Monday 10 October 2011

From the Balcony


Only the exhaustive is truly interesting- who wrote that? And the other border of this divide I straddle – thirty seconds? But I want it now! Attaching my daypack to its big brother in a hot sweat, the sweat of passport control, the sweat of customs, and the pointless race to the baggage carousel, I know that she is just beyond the ‘Sortie’ sign. And I have exhausted myself in anticipation but would almost prefer it if she were already here and there was no ‘big meeting’ at all. Withdrawing from sight, meting out comparisons between incomparables – why am I the last to leave the terminal? Are you going to tell me; tell me about those first moments! Hers is the first face I notice. All the other faces are imprecise as background characters in a movie. The doors open and she sights me and stands. The weight of the backpack topples me into her; we embrace, stare at one another with unidentifiable emotions, walk.

At the back of the shuttle bus I do not touch her, I can hardly look at her- when I do I always seem to lapse into a rude stare that confuses some young Quebecois backpackers on their way home. What is this beautiful French Canadian whose fringe is straight and nearly covers her eyes doing conversing entirely in English with him, wild haired and bespectacled, too awkward to sit flush on his seat? Perfunctory questions about the flight and the weather and a small road accident flash dimly through our stalemate, charged with joy but overlaid by a feeling I can’t pin down. After every answer we share a glance, smile innocently and shake our heads, as if in disbelief, then look away again. It is a common condition among people to have their mind’s eye fixed on something but their gaze trained on something else; never have I felt that more acutely than in these dark caricatures of neighbourhoods seen but unseen, this city I have never visited and should be clamouring to study but am closed off from by a solid wall of other thoughts.

We come at last to a stairwell. Too narrow for two, I go in first but must let her push uncomfortably past my massive backpack in order to unlock the door. My legs are weightless at this point and I suffer from short interludes of terror. And the floorboards creak more than any I’ve heard and they seem to heave beneath us, and that nostalgic perfume trickles back to me in the air her body cuts through. The bedroom I know so intimately from Skype is now here, a cartoon illustration come to life. I cast my stuff down exhaustedly and shower. The shower is difficult to work and I burn and I freeze. When I creak back to her the door is ajar, held so by a stone pig smirking at me. It smells of incense. Will I put things away before bed, she asks – empty hangers dangle in waiting on my side of the close. My side? Unbelief never took so trivial a form. Police sirens sound strangely over my no and fully clothed I lower myself onto her frameless mattress, taking care not to step on her legs. Still I struggle to look at her.

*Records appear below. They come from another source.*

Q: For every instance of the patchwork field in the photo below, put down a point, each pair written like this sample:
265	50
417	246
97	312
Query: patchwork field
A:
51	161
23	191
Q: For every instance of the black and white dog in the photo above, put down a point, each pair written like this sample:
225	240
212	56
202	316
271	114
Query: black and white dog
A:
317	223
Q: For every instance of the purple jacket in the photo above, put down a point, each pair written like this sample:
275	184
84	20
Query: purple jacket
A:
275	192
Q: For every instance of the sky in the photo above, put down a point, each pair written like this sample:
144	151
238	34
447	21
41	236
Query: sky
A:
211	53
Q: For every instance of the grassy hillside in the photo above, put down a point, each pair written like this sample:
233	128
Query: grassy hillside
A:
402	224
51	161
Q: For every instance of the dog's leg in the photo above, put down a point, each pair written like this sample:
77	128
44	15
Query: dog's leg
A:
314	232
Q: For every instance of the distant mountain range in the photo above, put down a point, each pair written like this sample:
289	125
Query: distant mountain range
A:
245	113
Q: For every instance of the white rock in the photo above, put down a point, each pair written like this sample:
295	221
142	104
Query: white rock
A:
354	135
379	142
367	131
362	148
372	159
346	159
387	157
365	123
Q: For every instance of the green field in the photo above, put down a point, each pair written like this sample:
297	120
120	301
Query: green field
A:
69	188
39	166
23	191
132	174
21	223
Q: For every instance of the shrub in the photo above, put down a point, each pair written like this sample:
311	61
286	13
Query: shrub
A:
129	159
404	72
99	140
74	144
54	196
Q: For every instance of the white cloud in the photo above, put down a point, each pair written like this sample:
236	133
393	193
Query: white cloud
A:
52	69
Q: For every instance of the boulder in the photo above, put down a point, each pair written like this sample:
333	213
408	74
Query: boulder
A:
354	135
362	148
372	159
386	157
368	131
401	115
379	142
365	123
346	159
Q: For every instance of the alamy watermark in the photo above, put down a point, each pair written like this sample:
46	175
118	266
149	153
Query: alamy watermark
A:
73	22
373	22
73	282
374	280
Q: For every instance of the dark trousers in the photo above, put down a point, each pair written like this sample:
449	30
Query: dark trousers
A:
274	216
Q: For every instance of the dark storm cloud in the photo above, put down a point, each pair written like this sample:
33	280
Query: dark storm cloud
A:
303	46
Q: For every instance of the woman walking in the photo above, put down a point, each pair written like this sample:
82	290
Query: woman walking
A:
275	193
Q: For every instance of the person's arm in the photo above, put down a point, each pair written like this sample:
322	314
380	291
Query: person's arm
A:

The walls are poorly painted in off-pink, white base layer showing underneath. They are adorned with posters and photographs and incomprehensible French scrawled in black marker. A picture of her, then 16, with her girlfriend of the time takes my attention; her hair is short and her eye makeup dark green. I ask her about it and before long we are looking through her few remaining baby photographs, in front of televisions with Play School-style women holding colourful placards aloft – CINQ, SIX, SEPT – by lakes with her father and on couches between cousins both kissing her forehead, face practically unchanged, eyes no more or less spectacular; in her teenage brother’s arms, with her mother whose hair colour changes in every shot, a tiny carefree mind destined to live out hardships both undeserved and self-engineered, anchors on her dress and glittery cheeks, and by the time the first picture comes around again her chin is on my shoulder, her arms threaded under mine to reach the top of my back. And I am holding a body which is bigger than I remember it as if I were holding a family member I had taken for dead. Below the last line of Romain Gary’s suicide note suspended in huge letters from the ceiling like the Happy Birthday at a child’s party I recognise and drink her. My heartbeat returns to normal; the ineffable feeling was love. Sunlit Australian beaches encroach briefly on my dreams. Then hours and hours of nothing. When I wake, half the day is gone.